A History of Musical Instruments: From Percussion to DJ Equipment
Throughout history, we have been fascinated with the ability to make music through various devices and some have been lucky enough to achieve fame and fortune with their music playing skills. What’s interesting is that it isn’t just hairstyles and clothes that go in and out of fashion, it’s also instruments. So let’s take a look back over some of the most popular instruments in history and see if we can predict what the future holds for music.Both anthropologists and historians agree that percussion instruments would most likely have been the first musical instruments used by man. Across the world, percussion instruments such as seed rattles, macaras and karimbas proved a primitive yet popular way of making music. Percussion instruments vary widely in both their appearance and sound and it is now hard to find a song in popular culture that doesn’t feature a percussion instrument of some description.
The first known wind instrument is the flute, which would have been carved out of animal bone, a dried fruit shell or some kind of dead plant.
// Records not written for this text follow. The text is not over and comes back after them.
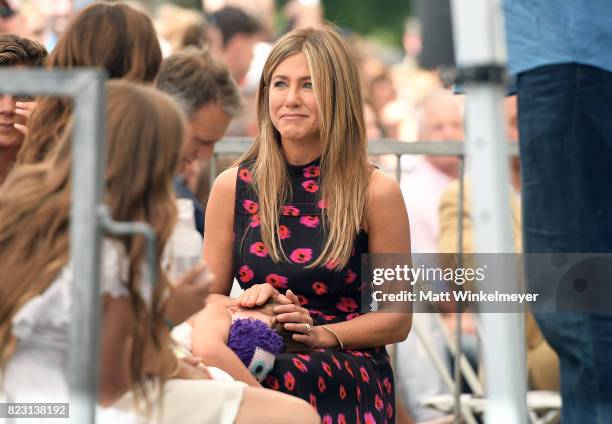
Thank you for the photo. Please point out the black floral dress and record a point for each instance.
(353, 386)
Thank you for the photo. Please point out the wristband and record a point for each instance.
(340, 344)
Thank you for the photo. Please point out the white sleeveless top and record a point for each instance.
(37, 370)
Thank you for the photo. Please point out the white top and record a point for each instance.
(422, 189)
(37, 370)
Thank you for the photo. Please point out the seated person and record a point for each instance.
(241, 341)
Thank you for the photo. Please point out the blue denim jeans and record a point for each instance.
(565, 122)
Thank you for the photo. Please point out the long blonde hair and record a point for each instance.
(142, 147)
(344, 163)
(112, 36)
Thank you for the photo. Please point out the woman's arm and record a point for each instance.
(218, 237)
(209, 342)
(389, 232)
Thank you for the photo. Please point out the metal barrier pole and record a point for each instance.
(86, 86)
(481, 56)
(88, 167)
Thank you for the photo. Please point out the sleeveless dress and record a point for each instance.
(352, 386)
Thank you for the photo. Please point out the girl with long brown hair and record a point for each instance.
(296, 215)
(142, 149)
(112, 36)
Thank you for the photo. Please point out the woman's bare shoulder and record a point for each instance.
(383, 188)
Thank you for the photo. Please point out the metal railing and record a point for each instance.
(89, 218)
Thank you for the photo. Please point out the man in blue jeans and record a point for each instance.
(560, 52)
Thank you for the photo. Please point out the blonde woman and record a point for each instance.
(296, 215)
(143, 145)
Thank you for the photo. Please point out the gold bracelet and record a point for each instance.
(334, 333)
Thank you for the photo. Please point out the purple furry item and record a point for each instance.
(246, 335)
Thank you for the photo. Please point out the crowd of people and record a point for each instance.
(274, 312)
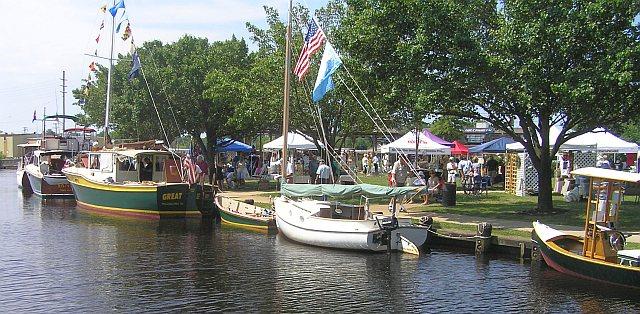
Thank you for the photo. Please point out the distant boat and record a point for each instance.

Much later on during the 19th century, a man named Aldolphe Sax would revolutionise the wind instrument genre by perfecting the bass clarinet and then the sax, although it was sadly not until long after his death that the saxophone would prove the foundation of Jazz music and make stars of sax players such as the legendary John Coltrane.
The saxophone is widely considered a brass instrument as well, along with trumpets, tubas and the French horn to name just a few. The trumpet was the instrument of choice for the charismatic Louis Armstrong and helped gain the trumpet kudos within modern music during the 1930s, 40s and 50s.
Violins, Cellos and Harps form integral sections of an orchestra with the violin a powerful tool in pushing new instrumental genres such as solo concerto, sonata and suite but it was really during the 19th century that the skill of playing a string instrument was given the credit it deserved. The rise in popularity of the guitar is something that still continues today, with guitar makers over the years building on the foundations of this ancient instrument to create a musical device that has proved one of the best loved in both the 20th and 21st century, particularly within rock and folk genres.
Electronic music was originally part of classical composition but crossed over to popular culture pretty quickly through the advancements in technology making devices such as synthesisers not only portable but also considerably cheaper. From the 1980s onwards hip-hop, house music, techno sound and acid house all helped to boost the popularity of electronic music, with DJ equipment such as turntables and mixers now some of the most sought after devices in modern music.